Multi-Project Contracts
Tal Alon, Matteo Castiglioni, Junjie Chen, Tomer Ezra, Yingkai Li, Inbal Talgam-Cohen

TL;DR
This paper introduces a novel contract design framework for multiple projects with heterogeneous agents, providing polynomial-time approximation algorithms for complex reward functions and advancing combinatorial contract theory.
Contribution
It develops the first polynomial-time approximation method for multi-project contracts with XOS reward functions, including new demand query techniques for capped subadditive functions.
Findings
Constant approximation for XOS functions in polynomial time
Development of approximate demand queries for capped subadditive functions
Framework enabling richer combinatorial contract design
Abstract
We study a new class of contract design problems where a principal delegates the execution of multiple projects to a set of agents.
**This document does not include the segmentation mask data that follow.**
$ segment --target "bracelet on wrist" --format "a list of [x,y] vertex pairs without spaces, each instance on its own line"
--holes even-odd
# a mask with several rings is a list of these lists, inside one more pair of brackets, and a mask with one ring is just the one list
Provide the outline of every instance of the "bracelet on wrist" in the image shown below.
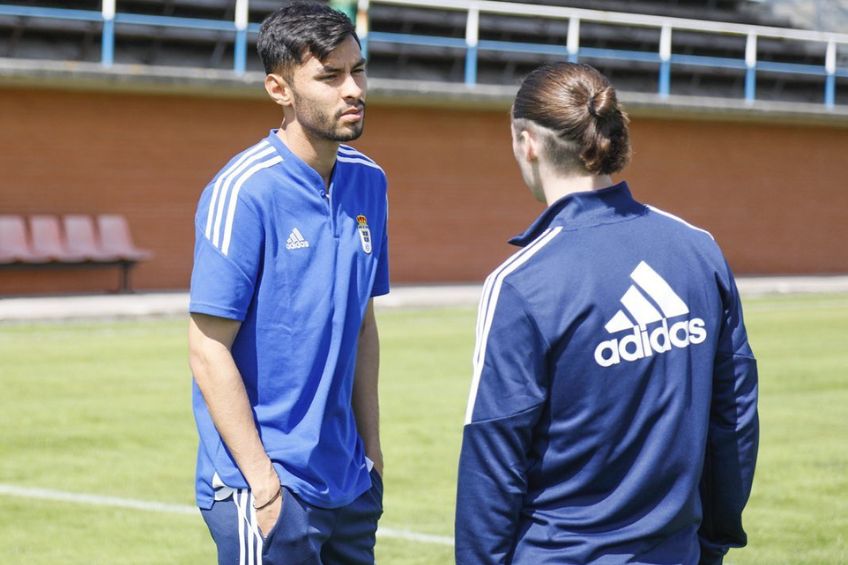
[[263,508],[267,508],[268,506],[271,506],[271,504],[273,504],[275,500],[277,500],[278,498],[280,498],[280,495],[281,495],[281,494],[283,494],[283,485],[280,485],[280,490],[278,490],[278,491],[274,494],[274,496],[272,496],[272,497],[271,497],[271,499],[270,499],[270,500],[268,500],[268,501],[267,501],[266,503],[264,503],[264,504],[260,504],[259,506],[257,506],[257,505],[256,505],[256,500],[254,499],[254,501],[253,501],[253,509],[254,509],[254,510],[262,510]]

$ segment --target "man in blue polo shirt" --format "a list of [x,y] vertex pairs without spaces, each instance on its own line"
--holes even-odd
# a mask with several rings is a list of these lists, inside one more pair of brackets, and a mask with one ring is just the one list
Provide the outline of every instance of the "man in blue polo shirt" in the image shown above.
[[359,137],[350,20],[298,2],[262,24],[283,123],[200,197],[189,348],[197,504],[220,564],[374,561],[386,178]]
The principal's expected reward from each project is a combinatorial function of the agents working on it. Each agent has limited capacity and can work on at most one project, and the agents are heterogeneous, with different costs and contributions for participating in different projects. The main challenge of the principal is to decide how to allocate the agents to projects when the number of projects grows in scale. We analyze this problem under different assumptions on the structure of the expected reward functions. As our main result, for XOS functions we show how to derive a constant approximation to the optimal multi-project contract in polynomial time, given access to value and demand oracles. Along the way (and of possible independent interest),…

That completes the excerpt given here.